[7]

85 10 0
                                    

Güneş henüz yeni doğmuştu. Etraf muazzam bir kızıllığa bürünmüş, havaya kuş cıvıltıları saçılmıştı. Gökteki bulutlar bile bembeyaz, pofuduk birer pamuk kümesi halini almıştı. Çimlerden doyulamayacak bir koku yayılıyordu. Gün, çok güzeldi.

Genç adam, çokta büyük olmayan odasında, yüzüne vuran tatlı güneş ışıklarıyla uyanmak yerine; banyodan yükselen öğürme sesleriyle doğrulmuştu yatağından. Ferda'ya bir şey olduğu düşüncesiyle, akşam fazla sıcaktan dolayı üzerinden çıkardığı tişörtü dahi giyememiş, yarı çıplak bir şekilde banyoya koşturmuştu. Banyoya attığı ilk adımla ise Ferda'nın klozetin başına eğilmiş midesine tutarak istifra ettiğini görmüştü.

Hızlı adımlarla yanına gitti, Murat.

''Örgülü, neyin var? Ah, dur dur bekle..''

Ve ardından Ferda'nın adeta savaş verdiği saçlarını kavramıştı sol eliyle. Yüzü bembeyaz olmuştu genç kadının. Alnında ve ensesinde ufak ter damlacıkları oluşmuş, nefesi ise uzun bir maratondan çıkmışcasına hızlanmıştı.

Murat çattığı kaşlarıyla Ferda'nın öğürmelerinin dinmesini bekliyordu. Midesi bulanıyor değildi, böyle durumlarda oldukça soğukkanlıydı.

Ferda ise, güne müthiş bir mide bulantısıyla uyanmıştı. Elini ağzına bastırıp banyoya koşarken, aynı zamanda koridoru batırmadığı için şükrediyordu. Birkaç dakika sonra ise Murat belirmişti başucunda. Ferda'nın itiraz etmesine kalmadan saçlarını kavramış, bir yandan da rahatlaması için sırtını sıvazlamıştı.

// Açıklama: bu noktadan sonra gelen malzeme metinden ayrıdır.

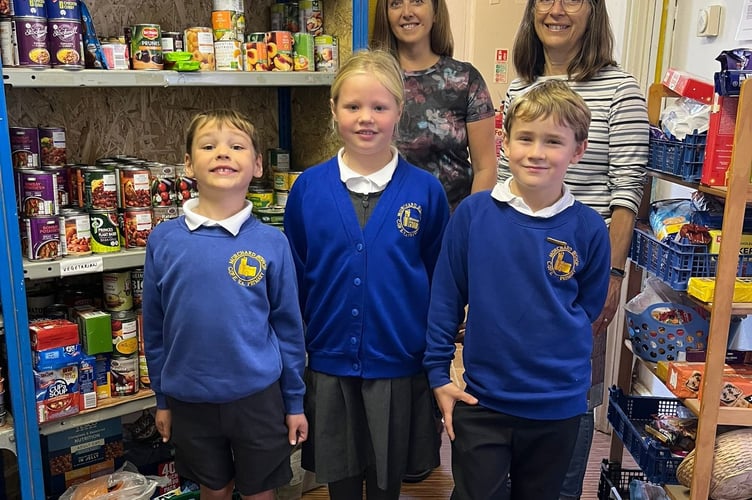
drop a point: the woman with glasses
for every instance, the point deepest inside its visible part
(447, 126)
(572, 40)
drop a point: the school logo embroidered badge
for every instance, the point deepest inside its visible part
(247, 268)
(408, 219)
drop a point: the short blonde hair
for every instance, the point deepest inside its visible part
(551, 98)
(221, 117)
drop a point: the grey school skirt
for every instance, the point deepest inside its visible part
(356, 423)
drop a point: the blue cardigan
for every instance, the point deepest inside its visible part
(364, 293)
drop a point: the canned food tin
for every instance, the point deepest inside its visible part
(105, 234)
(61, 175)
(137, 226)
(76, 228)
(31, 42)
(255, 56)
(326, 53)
(146, 47)
(63, 9)
(64, 38)
(135, 187)
(279, 50)
(36, 8)
(137, 286)
(24, 147)
(124, 375)
(42, 234)
(303, 52)
(100, 188)
(311, 17)
(124, 333)
(38, 193)
(228, 55)
(116, 289)
(199, 41)
(52, 146)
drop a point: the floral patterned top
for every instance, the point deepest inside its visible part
(439, 103)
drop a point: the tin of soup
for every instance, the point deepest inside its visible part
(31, 42)
(146, 47)
(63, 9)
(43, 237)
(24, 147)
(36, 8)
(64, 38)
(279, 50)
(105, 234)
(38, 193)
(52, 146)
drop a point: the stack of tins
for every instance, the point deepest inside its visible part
(41, 34)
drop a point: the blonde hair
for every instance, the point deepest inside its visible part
(221, 117)
(377, 64)
(552, 98)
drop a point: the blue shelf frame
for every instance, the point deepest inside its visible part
(13, 295)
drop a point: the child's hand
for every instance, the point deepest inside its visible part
(163, 420)
(297, 428)
(446, 397)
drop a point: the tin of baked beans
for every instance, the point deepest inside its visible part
(123, 374)
(36, 8)
(76, 232)
(116, 290)
(199, 41)
(137, 225)
(135, 186)
(124, 333)
(303, 52)
(326, 53)
(137, 286)
(63, 9)
(61, 174)
(65, 41)
(255, 56)
(24, 147)
(146, 47)
(228, 55)
(52, 146)
(311, 17)
(105, 234)
(31, 42)
(279, 50)
(38, 193)
(100, 188)
(43, 237)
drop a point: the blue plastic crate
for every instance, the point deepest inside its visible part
(681, 158)
(674, 263)
(628, 416)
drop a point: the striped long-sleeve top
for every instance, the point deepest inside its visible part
(612, 171)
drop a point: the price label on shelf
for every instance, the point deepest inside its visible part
(81, 265)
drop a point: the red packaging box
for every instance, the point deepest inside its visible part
(689, 85)
(51, 333)
(720, 141)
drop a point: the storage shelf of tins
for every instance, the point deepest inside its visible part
(737, 195)
(141, 114)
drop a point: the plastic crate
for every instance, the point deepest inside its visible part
(681, 158)
(674, 263)
(628, 416)
(614, 481)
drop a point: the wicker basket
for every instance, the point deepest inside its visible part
(732, 466)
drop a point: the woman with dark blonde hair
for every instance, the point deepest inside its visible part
(571, 40)
(447, 126)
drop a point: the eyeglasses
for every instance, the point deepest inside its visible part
(569, 6)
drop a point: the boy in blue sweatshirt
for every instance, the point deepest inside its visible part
(222, 326)
(532, 264)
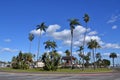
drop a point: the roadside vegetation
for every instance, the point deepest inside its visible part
(53, 60)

Nihayet tükenmiş halde kafasını kaldırdığında, Murat bir müddet soluklanmasına izin verdi. Hemen sonra koluna girip lavaboya sürükledi, nazikçe. Elini yüzünü yıkadı ve kendine gelmesini sağladı. Onunla bir çocuk gibi ilgilenmişti, şu kısacık dakikalarda.

" Nasıl hissediyorsun Örgülü?"

Ferda, bu soru üzerine yüzünü buruşturmuş ve boğazını yakan acı tada rağmen Murat'a bir şeyler söyleme ihtiyacı hissetmişti.

"Daha iyiyim, sağol Murat."

Murat onaylayıcı biçimde kafasını salladığında, Ferda Murat'ın yarı çıplak vaziyette olduğunu henüz fark ediyordu. Bakışlarını saf şaşkınlıkla Murat'ın çıplak göğsünde dolaştırınca Murat halinin yeni farkına varmış ve utanarak gözlerini kaçırmıştı.

"Ah, çok afedersin. Ben öyle sesler gelince birden telaşlandım. Üzerime bir şey geçirecek zamanım olmadı. Sen salona geçebilir misin, ben yardımcı olayım mı?" diye sordu mırıldanarak.

Ferda çatallı sesine aldırmadan birkaç onaylayıcı mırıltı çıkardı ve kolunu Murat'tan kurtarıp salona doğru ilerledi. Üçlü koltuğa uzanıp, soluklanan Ferda niçin kustuğunu kestirmeye çalışıyordu. Gece, Murat yattıktan sonra da esen rüzgara aldırmayıp bir süre daha oturmuştu balkonda. Hassas bir bünyesi olduğu da hesaba katılırsa, midesini üşütmesi gayet olağan bir şeydi.

Yüzünü buruşturarak homurdandı Ferda. Bu kavurucu sıcaklarda hasta olabilmeyi becerebilen tek canlı, Ferda olmalıydı. Nefret ediyordu, çabucak hastalanmaktan.

Düşünceleri, Murat'ın salona girmesiyle hemencecik dağılmıştı. Murat, endişeli bir şekilde kendisine doğru yürüyordu.

" Neden kustun, bir fikrin var mı Örgülü?"

" Dün gece birazcık balkonda oturmuş olabilirim. Ve sana şimdiden söylüyorum, hassas bir bünyem vardır. Bu da demektir ki, ayda en az iki kere hastalanırım."

Kıkırdadı, Murat.

" Bu sıcak havada bile hasta olmandan, bünyenin hassas olduğunu anlayabiliyorum zaten hanımefendi."